← Kilroy’s Daily Briefings
🎬 AI Video Intel

🎬 AI Video Intel — Thursday, May 28, 2026 at 6:45 AM

🎬 AI Video Intel5/28/2026🕐 6:45 AMVideo modelsVisual AI

Top stories, ranked by relevance.

Story cards stay below the sticky dock while audio, chapters, date, and brief navigation remain accessible.

#1YouTube Will Now Auto-Detect and Label AI-Generated Videos

Announced yesterday: YouTube's systems will automatically identify "significant photorealistic AI use" and apply labels even when creators don't self-disclose. Labels move from buried descriptions to directly below the player on long-form, and as overlays on Shorts. Videos made with YouTube's own Veo tools or carrying C2PA metadata get permanent, non-removable labels. Creators can contest incorrect flags through YouTube Studio, but the message is clear — label your AI content proactively or the platform will do it for you.

#2Runway Ships Aleph 2.0 — Edit One Frame, Propagate Everywhere

Runway's new in-context video editor lets you modify a single frame and automatically propagates the change across the entire clip — up to 30 seconds at 1080p — while preserving everything you didn't touch. Think color grading, wardrobe swaps, product recolors, or VFX fixes without re-rendering from scratch. The new Edit Studio product wraps Aleph 2.0 and is available on all paid plans now. Separately, Runway ported Gen-4.5 to NVIDIA's Rubin platform in a single day, signaling major inference speed gains ahead.

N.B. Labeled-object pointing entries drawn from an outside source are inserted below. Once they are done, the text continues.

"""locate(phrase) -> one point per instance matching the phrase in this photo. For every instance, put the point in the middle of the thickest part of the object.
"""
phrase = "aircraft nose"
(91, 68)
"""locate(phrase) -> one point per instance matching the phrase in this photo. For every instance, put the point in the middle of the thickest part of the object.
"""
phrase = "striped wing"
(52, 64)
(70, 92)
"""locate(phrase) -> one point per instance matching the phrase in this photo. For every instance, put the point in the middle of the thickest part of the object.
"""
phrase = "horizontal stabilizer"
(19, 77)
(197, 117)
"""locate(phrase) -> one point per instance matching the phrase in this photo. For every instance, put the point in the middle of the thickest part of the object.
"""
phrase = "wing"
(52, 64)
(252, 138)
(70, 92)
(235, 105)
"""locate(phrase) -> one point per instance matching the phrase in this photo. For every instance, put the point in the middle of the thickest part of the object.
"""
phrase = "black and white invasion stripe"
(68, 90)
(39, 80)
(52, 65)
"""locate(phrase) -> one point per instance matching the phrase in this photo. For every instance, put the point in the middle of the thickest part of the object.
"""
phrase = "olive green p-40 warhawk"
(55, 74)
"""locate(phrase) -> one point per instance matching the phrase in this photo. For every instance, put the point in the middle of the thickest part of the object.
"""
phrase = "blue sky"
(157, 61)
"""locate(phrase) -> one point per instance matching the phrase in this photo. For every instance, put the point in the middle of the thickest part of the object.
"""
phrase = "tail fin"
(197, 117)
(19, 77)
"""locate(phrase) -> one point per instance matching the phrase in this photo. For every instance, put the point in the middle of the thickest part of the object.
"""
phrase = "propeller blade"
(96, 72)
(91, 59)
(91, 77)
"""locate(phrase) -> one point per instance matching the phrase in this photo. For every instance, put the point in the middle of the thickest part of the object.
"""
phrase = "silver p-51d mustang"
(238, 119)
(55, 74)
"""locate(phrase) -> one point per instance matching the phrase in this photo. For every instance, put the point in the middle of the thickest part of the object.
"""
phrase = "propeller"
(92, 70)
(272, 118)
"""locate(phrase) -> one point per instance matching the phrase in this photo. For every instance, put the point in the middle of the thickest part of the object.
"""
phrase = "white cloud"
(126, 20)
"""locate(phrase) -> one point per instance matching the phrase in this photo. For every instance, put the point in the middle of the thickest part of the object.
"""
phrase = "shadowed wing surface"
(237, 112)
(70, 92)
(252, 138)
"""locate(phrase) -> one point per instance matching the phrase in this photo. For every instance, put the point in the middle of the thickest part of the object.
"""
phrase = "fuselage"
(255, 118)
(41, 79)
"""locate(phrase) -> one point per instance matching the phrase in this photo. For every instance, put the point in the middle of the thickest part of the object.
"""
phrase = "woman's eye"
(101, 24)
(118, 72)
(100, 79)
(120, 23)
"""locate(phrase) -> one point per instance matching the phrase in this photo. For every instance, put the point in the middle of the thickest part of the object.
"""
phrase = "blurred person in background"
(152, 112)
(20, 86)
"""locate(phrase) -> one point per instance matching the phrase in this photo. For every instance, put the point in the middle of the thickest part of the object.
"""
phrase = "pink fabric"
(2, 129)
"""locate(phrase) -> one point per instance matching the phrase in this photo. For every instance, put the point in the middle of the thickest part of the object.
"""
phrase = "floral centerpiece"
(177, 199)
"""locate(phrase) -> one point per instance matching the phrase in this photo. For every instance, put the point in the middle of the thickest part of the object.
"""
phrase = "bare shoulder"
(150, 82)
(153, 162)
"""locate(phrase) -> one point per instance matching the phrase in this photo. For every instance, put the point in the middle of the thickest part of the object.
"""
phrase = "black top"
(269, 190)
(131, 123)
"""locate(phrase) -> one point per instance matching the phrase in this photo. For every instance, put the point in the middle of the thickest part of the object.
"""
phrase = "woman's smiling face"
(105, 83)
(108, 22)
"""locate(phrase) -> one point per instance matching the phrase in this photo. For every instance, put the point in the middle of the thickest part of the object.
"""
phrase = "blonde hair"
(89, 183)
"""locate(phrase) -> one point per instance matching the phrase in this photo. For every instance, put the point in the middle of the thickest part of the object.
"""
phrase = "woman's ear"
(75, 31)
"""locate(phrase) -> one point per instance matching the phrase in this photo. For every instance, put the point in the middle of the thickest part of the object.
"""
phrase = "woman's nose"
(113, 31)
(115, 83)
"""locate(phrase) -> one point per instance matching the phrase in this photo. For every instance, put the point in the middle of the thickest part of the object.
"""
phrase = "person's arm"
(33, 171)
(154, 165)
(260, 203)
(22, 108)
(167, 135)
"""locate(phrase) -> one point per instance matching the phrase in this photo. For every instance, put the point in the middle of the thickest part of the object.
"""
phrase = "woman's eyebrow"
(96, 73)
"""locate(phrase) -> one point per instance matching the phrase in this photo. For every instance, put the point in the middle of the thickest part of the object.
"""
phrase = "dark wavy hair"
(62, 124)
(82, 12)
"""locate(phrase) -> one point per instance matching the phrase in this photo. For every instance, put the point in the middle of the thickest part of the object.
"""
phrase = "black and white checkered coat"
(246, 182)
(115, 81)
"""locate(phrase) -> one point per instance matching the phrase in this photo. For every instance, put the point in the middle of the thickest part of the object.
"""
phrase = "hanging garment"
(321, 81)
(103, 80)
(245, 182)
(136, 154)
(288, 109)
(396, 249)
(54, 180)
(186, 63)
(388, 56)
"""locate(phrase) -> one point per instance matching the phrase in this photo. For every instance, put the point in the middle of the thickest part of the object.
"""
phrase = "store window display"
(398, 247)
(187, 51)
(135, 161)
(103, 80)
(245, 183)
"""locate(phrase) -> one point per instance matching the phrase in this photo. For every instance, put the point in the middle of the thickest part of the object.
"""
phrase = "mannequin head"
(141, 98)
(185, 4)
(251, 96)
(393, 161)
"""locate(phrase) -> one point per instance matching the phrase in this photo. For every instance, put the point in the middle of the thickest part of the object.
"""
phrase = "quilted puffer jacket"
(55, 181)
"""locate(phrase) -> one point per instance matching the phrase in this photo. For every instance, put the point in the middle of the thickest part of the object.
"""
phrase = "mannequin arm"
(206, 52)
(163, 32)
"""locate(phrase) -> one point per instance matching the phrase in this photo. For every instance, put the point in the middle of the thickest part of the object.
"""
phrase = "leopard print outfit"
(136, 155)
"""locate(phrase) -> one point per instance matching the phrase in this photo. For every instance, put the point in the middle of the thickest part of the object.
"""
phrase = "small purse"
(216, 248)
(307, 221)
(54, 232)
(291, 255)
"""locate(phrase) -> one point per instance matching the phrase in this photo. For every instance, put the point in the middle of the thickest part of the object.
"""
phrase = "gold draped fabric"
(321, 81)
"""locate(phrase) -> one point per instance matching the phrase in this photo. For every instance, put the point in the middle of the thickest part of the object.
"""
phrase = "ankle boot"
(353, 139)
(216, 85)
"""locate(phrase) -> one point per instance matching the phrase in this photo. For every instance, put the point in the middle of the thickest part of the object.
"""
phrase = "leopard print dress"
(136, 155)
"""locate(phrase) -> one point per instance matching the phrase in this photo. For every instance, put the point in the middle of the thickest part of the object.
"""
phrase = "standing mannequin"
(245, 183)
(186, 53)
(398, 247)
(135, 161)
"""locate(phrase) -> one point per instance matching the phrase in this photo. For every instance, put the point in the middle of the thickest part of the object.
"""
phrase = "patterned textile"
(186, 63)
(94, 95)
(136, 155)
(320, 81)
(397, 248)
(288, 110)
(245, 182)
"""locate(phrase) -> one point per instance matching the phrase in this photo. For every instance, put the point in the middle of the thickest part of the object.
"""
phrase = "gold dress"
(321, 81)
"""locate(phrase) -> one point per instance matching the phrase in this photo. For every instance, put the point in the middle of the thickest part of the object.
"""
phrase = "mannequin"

#3Microsoft MAI-Image-2.5 Cracks Arena Top 3

Dropped this week: Microsoft's MAI-Image-2.5 hit the #3 spot on the Artificial Analysis text-to-image Arena leaderboard, up from the mid-tier MAI-Image-2 that launched in March. Better natural light, more accurate skin tones. Available for free testing on the Arena now; coming to MAI Playground and Microsoft Foundry within two weeks.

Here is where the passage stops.